Il limite in questione sconta alcune eccezioni al fine di consentire  agli enti di acquisire specifiche competenze nei settori degli interventi sanitari, della formazione universitaria/post-universitaria e della ricerca scientifica (art. 5, lett. b), g), e h) del CTS). Una deroga questa che potrà operare, come precisato dal Ministero del Lavoro (nota n. 2088/2020), per le sole attività di interesse generale individuate dall’art. 8 del CTS senza possibilità per gli ETS di proporre interpello disapplicativo in relazione ad altri settori di interesse generale (facoltà prevista, invece, in relazione all’analogo limite dettato dalla disciplina fiscale Onlus).

Tali limiti sono già operativi per ODV e APS e riguardano i soli rapporti di lavoro instaurati dagli ETS dopo l’entrata in vigore del Codice del Terzo settore (ovvero dal 3 agosto 2017). Mentre le ONLUS continuano ad applicare fino al momento dell’abrogazione della relativa disciplina, le disposizioni del D.lgs. 460/1997 che prevedono una diversa soglia ai fini della distribuzione indiretta di utili (20%) e non contengono ulteriori vincoli in ordine alle differenze retributive.

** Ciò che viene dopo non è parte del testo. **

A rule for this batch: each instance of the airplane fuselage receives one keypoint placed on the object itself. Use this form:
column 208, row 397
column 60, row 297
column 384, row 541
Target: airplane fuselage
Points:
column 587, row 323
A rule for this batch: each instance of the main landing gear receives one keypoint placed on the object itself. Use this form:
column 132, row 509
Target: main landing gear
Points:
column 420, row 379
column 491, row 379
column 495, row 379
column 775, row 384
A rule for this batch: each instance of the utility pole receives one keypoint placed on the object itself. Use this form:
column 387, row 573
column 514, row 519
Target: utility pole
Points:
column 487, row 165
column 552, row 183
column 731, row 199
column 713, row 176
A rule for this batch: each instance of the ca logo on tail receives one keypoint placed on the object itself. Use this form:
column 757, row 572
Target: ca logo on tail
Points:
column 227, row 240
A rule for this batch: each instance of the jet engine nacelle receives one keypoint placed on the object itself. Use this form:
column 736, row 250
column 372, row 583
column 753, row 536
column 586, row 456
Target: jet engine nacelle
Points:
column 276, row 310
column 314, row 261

  • Infine nelle ODV e nelle APS il numero di lavoratori impiegati nell’attività non potrà essere superiore al 50% dei volontari o, nelle sole APS, al 5% degli associati. Nelle imprese sociali invece la situazione è invertita, in quanto è ammessa la presenza di volontari ma il loro numero non deve superare quello dei lavoratori.

I volontari

In linea con il carattere gratuito e spontaneo che ne caratterizza l’attività, è sancita l’incompatibilità del ruolo del volontario con quello di lavoratore nel medesimo ETS, nonché l’esclusione di qualsivoglia forma di remunerazione. Pertanto, al volontario può essere riconosciuto solo il rimborso delle spese effettivamente sostenute e documentate per lo svolgimento dell’attività, entro i limiti massimi e alle condizioni preventivamente stabilite dall’ente con delibera dell’organo sociale competente (organo di amministrazione o assemblea).

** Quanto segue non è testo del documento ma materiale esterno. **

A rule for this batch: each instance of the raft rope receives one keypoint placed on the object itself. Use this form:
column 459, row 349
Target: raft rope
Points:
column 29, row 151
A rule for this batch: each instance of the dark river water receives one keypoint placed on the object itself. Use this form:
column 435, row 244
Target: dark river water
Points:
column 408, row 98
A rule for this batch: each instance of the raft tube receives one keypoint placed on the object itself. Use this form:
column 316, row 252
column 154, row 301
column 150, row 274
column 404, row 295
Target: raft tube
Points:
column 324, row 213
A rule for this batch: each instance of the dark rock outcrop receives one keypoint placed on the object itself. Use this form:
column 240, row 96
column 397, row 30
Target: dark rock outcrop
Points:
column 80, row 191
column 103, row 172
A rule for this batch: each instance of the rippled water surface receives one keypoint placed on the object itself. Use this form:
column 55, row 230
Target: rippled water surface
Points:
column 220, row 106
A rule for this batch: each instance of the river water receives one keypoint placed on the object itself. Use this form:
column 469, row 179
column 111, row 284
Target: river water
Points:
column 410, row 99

 Per le spese di importo minore, è prevista tuttavia una semplificazione: entro la soglia di 10 euro giornalieri e 150 mensili le spese potranno essere documentate dal volontario con autocertificazione resa ai sensi del D.P.R. 445/2000, purché l’ETS deliberi preventivamente sulle tipologie di spese per le quali è ammessa questa modalità di rimborso (art. 17 del CTS).

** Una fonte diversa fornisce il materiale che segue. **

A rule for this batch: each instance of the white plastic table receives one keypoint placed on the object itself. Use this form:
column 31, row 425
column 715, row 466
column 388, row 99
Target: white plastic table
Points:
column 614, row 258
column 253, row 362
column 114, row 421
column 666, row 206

Resta fermo, in ogni caso, il divieto di attribuire ai volontari rimborsi spese forfetari.

L’ETS dovrà inoltre istituire un apposito Registro, nel quale saranno iscritti tutti i volontari che prestano la loro attività in via non occasionale. A ben vedere, questo adempimento riveste una fondamentale importanza anche ai fini assicurativi, considerato l’obbligo per gli ETS di assicurare tutti i volontari contro malattie, infortuni e responsabilità civile, con possibilità di stipulare – per i volontari che prestano la loro attività in maniera continuativa – polizze cumulative e numeriche (art. 18 del CTS).

Prima di essere posto in uso il Registro volontari dovrà pertanto essere vidimato dal Notaio, segretario comunale o altro pubblico ufficiale competente, in linea con la previgente disciplina dettata per le organizzazioni di volontariato (D.M. 14 febbraio 1992).